Лежавшая, не обернувшись, качнула ей головой.
Тут залетели генерал и бородатый главврач с толстыми руками, которыми сразу уже и принялся махать.
– Вот здесь, здесь. Здесь вид из окна отличный, воздух лучше некуда, летом особенно, соседи вот…
– Какая кровать?! – отрывисто спросил Пыжиков.
Я только кусал губу.
– Что?! Да любая. Какая нравится, такая и будет. Какая вам нравится? – наклонился главврач к бабульке.
Та закрыла глаза.
– Ну вот, наверное, у батареи, да? Здесь потеплее, стеночка, да? Вот здесь и давайте, да? – указал главврач на кровать Марь Ванны, с улыбкой наблюдавшей за этим, и тут же уложил свою лапищу ей на плечо:
– Марь Ванна, давайте пока в коридор – обождите чуть, а после обеда идите в дежурку. Пару ночей переспите, а там что-то освободится. Собирайте вещи пока.
– Да что мне собирать – все на мне, – хохотнула Марь Ванна. – Мне куды хошь, лишь бы не к мужикам – храпят дюже.
– До свиданьица, слепая, – обратилась она к застывшей в дверях слепой. – Может, свидимся ишо! Выселяють меня.
– До свидания, – пролепетала слепая.
– Вы любите читать? – спросила наша бабулька у слепой, но та с застывшим лицом оставалась в дверях, безропотно ожидая, когда и ей скажут что-нибудь.
Генерал бухнул:
– Вот сюда, сынки!
И мы с Пыжиковым немеющими руками чуть не выронили носилки на кровать – все!
Все!
– Да здесь такой вид из окна, деревья, липы, старушки ходячие цветов понасажали, – не успокаивался главврач, продолжая махать своими оглоблями.
За окном были видны белый бетонный забор и скамейка с инвалидами. Старуха в бордовом платке совала в рот парню неопределенного возраста папироску, а сверху прогибался колесом небесный мундир с единственной, зато надраенной на славу солнечной пуговицей. Мне стало тошно от запаха нечистого белья, скучной морды Пыжикова и нашего ублюдка-генерала, и я выбежал в коридор, подняв плечи, чтобы не оглянуться на бабульку.
– Э, погодь, носилки заберешь, – тормознул меня генерал.
– Извините, товарищ генерал, я в туалет хочу, – доложил я, прикрыл дверь за собой, заскрипел линолеумом по коридору и плюхнулся на скамейку за первым поворотом, сжав шапку в руке и подумав про себя: кретин.
– Ну… служивый, – опустилась рядом Марь Ванна. – Девка-то ждет али нет?
– Солдата дождется одна мать. Нету девки, – мрачно ответил я.

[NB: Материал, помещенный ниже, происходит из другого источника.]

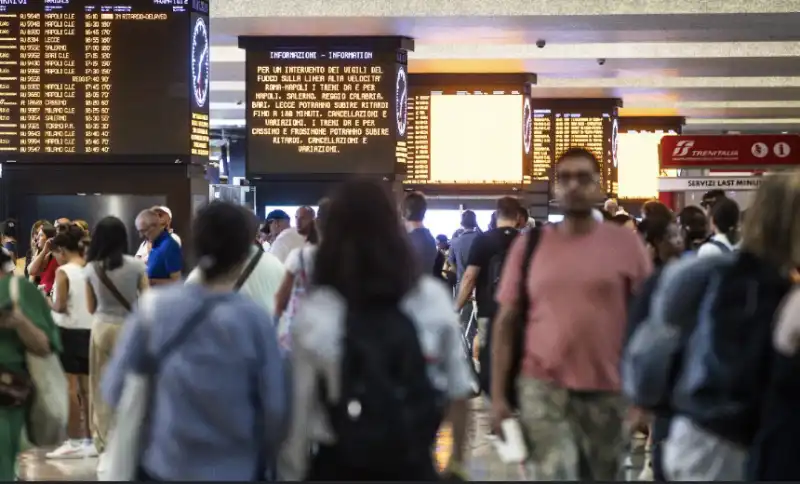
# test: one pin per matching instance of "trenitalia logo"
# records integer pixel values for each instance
(683, 147)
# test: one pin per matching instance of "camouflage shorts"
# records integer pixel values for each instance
(571, 435)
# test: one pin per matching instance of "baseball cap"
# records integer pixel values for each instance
(278, 215)
(163, 209)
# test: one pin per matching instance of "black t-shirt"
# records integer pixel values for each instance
(484, 248)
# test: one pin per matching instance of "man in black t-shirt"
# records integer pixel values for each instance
(485, 262)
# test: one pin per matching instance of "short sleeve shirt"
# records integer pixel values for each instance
(165, 257)
(578, 292)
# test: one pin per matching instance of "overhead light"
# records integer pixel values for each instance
(227, 85)
(743, 121)
(665, 82)
(220, 123)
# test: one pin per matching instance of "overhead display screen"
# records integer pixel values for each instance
(103, 77)
(326, 110)
(465, 135)
(562, 124)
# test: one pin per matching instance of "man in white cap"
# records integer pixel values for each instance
(165, 220)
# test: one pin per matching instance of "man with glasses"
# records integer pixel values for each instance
(165, 260)
(580, 277)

– Ну и что? Плюнь да разотри, нынче девок, ты не поверишь: кинь палкой в березу – попадешь в девку. И все развратны, хто знат какие. Ходют, зубы всем оголяют, и матершанники, матюшатники, матерошники!

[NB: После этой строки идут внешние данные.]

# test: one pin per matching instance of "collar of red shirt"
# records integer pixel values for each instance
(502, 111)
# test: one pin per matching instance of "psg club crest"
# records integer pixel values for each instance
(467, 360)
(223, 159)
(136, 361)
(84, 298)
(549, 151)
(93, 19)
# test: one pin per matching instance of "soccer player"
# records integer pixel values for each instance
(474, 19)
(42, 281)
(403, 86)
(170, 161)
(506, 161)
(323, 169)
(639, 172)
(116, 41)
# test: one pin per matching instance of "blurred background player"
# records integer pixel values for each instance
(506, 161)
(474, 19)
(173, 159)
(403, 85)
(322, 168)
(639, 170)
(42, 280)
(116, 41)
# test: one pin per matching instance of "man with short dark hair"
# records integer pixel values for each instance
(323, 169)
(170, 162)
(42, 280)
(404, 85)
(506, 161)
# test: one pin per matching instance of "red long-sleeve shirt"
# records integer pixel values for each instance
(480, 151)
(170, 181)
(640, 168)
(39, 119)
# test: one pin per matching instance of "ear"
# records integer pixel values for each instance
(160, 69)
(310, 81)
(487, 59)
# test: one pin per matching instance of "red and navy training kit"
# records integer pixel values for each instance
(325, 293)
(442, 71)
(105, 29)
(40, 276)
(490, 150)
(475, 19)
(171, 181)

– Вы переезжаете? – спросил я лишь бы что.
– А мне недолго, вона у Петровича жена приберется – я на ее место в шестую, к двум парализованным, – указала она пальцем на седого мужика, листавшего дрожащей рукой газеты. – Да мне что, разве привыкать? Нас как в тридцать третьем кулачили: как белку обобрали – и в Казахстан. Во, как ездили! Мужик на фронте сгиб, я в землянке десять годов жила, а перед тем девять ребенков у меня было, все от скорлотины померли. А посля войны меня Сталин на шесть лет посадил – купила у трактористов зерна и самогоном их угостила с салом. Мне бы, дуре, сказать – деньгами… Три раза судили! Показательным судом! А как выходила, конвойный молодой смеется, зубы каже: «Ну что, Данилова, будешь еще горилку гнать?» Я говорю: «Соломина колхозная за пояс зацепится – и то сниму, к двору не понесу». Он засмеялся, а я стою – плачу. Вот ты скажи мне! – пригнулась она ближе, предварительно оглядев пустой коридор, и сказала в самое ухо: – Мы вот тута вдвоем, скажи мне: ну разве прав был Сталин тот? Ведь за ведро картох судили, за охапку соломы…
Я пожал плечами.
– А правду говорят, что сейчас за горилку уже не судят?
Я еще раз пожал.
– А мой, как на фронт уходил, все мне наказывал: береги детей, не сбережешь – приду, все виски повыдеру. А я говорю: эх, ворота туда широкие, а оттуда – узкие.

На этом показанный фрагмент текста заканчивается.